When multiple threads access shared data, problems can occur — one thread may read a value while another is modifying it, causing inconsistent results. This is called a race condition.

The synchronized keyword ensures that only one thread can access a method or block at a time.

Without Synchronization (Problem)

class Counter {
    int count = 0;

    void increment() {
        count++;   // not thread-safe
    }
}

With Synchronization (Solution)

class Counter {
    int count = 0;

    synchronized void increment() {
        count++;   // only one thread can execute this at a time
    }
}

public class Main {
    public static void main(String[] args) throws InterruptedException {
        Counter counter = new Counter();

        Thread t1 = new Thread(() -> {
            for (int i = 0; i < 1000; i++) counter.increment();
        });

        Thread t2 = new Thread(() -> {
            for (int i = 0; i < 1000; i++) counter.increment();
        });

        t1.start();
        t2.start();

        t1.join();
        t2.join();

        System.out.println("Final count: " + counter.count);   // 2000
    }
}

The join() Method

join() makes the calling thread wait until the specified thread finishes its execution before continuing. Useful to ensure a thread completes before reading its results.

t1.start();
t1.join();   // main thread waits here until t1 finishes
System.out.println("t1 has finished.");

Lambda Threads (Java 8+)

With lambda expressions, creating a thread becomes more concise:

Thread t = new Thread(() -> {
    System.out.println("Running in a lambda thread.");
});
t.start();

Executor Framework (Modern Approach)

The ExecutorService from java.util.concurrent manages a pool of threads — a more scalable and controlled way to handle concurrent tasks.

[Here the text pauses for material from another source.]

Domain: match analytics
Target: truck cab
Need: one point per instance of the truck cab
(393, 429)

import java.util.concurrent.ExecutorService;
import java.util.concurrent.Executors;

public class ExecutorDemo {
    public static void main(String[] args) {
        ExecutorService executor = Executors.newFixedThreadPool(3);

        for (int i = 1; i <= 5; i++) {
            final int taskId = i;
            executor.submit(() -> {
                System.out.println("Task " + taskId + " executed by " + Thread.currentThread().getName());
            });
        }

        executor.shutdown();
    }
}

Summary

  • Multithreading allows multiple tasks to run concurrently within one program.
  • Threads are created by extending Thread or implementing Runnable.
  • Implementing Runnable is preferred as it supports better design flexibility.
  • Thread.sleep() pauses a thread; join() waits for a thread to finish.
  • The synchronized keyword prevents race conditions on shared data.
  • The ExecutorService provides a managed, scalable way to run thread pools.